Julia thinks inverse of a Hermitian matrix is not Hermitian

Here is my code:

using LinearAlgebra

a = randn(50,50);
a = (a+a')/2;

The output is


However, the inverse of a Hermitian matrix is supposed to be Hermitian.

Turns out that the non-Hermitian part of inv(a) is small, so this is a machine precision error. The number maximum(abs.(inv(a)-inv(a)')) is \sim10^{-14}.

I am using inverse of a particular Hermitian matrix to generate a quantum Hamiltonian, and it needs to be Hermitian. As a check, I am verifying the Hamiltonian is hermitian before running the code.

However, due to the numerical error I mentioned above, there is no way to distinguish between non-hermiticity generated by machine precision errors, and non-hermiticity generated by typo/bugs in my code.

Is there a solution to this problem?

You can use a Hermitian wrapper. The function inv will return another instance of Hermitian.


Can you please provide a small example of how to use the wrapper?

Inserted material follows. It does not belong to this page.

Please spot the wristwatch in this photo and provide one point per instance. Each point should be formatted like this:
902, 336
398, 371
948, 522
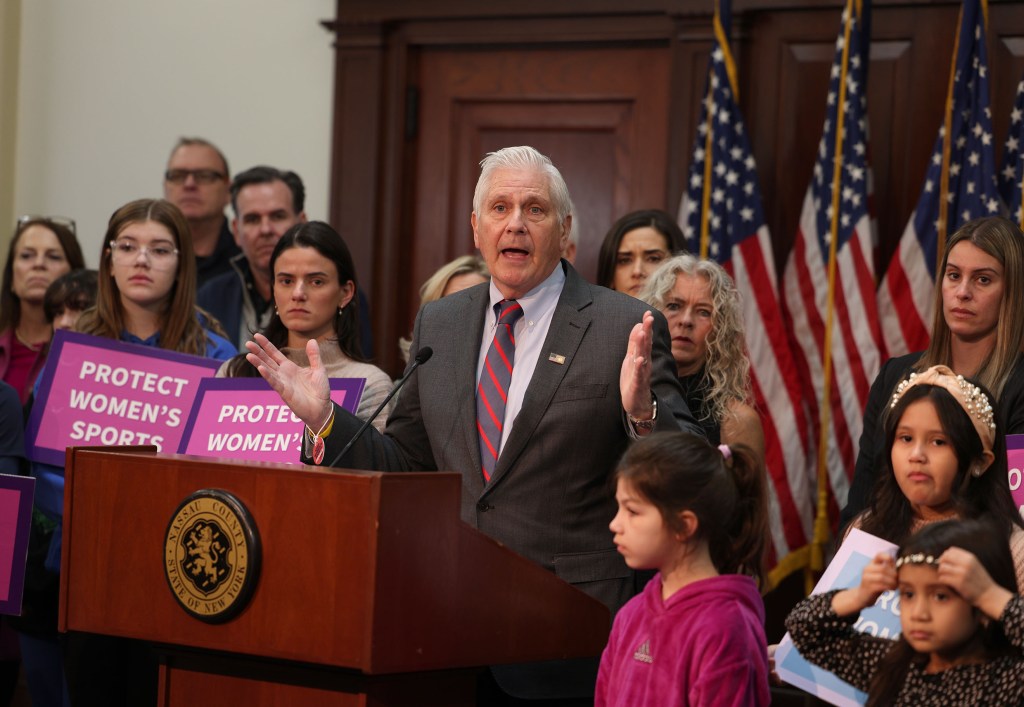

julia> using LinearAlgebra

julia> a = Hermitian(randn(3,3))
3×3 Hermitian{Float64, Matrix{Float64}}:
  0.155291  -1.07756   -0.185214
 -1.07756   -0.241846  -0.642284
 -0.185214  -0.642284  -0.152622

julia> inv(a)
3×3 Hermitian{Float64, Matrix{Float64}}:
  2.90744    0.352187  -5.01043
  0.352187   0.448985  -2.31687
 -5.01043   -2.31687    9.27839

note also that giving Julia this extra info will make the inverse faster since you don’t have to look at the whole matrix.

Also as per usual, you almost never should be using inv. factorization and linear solving is typically better.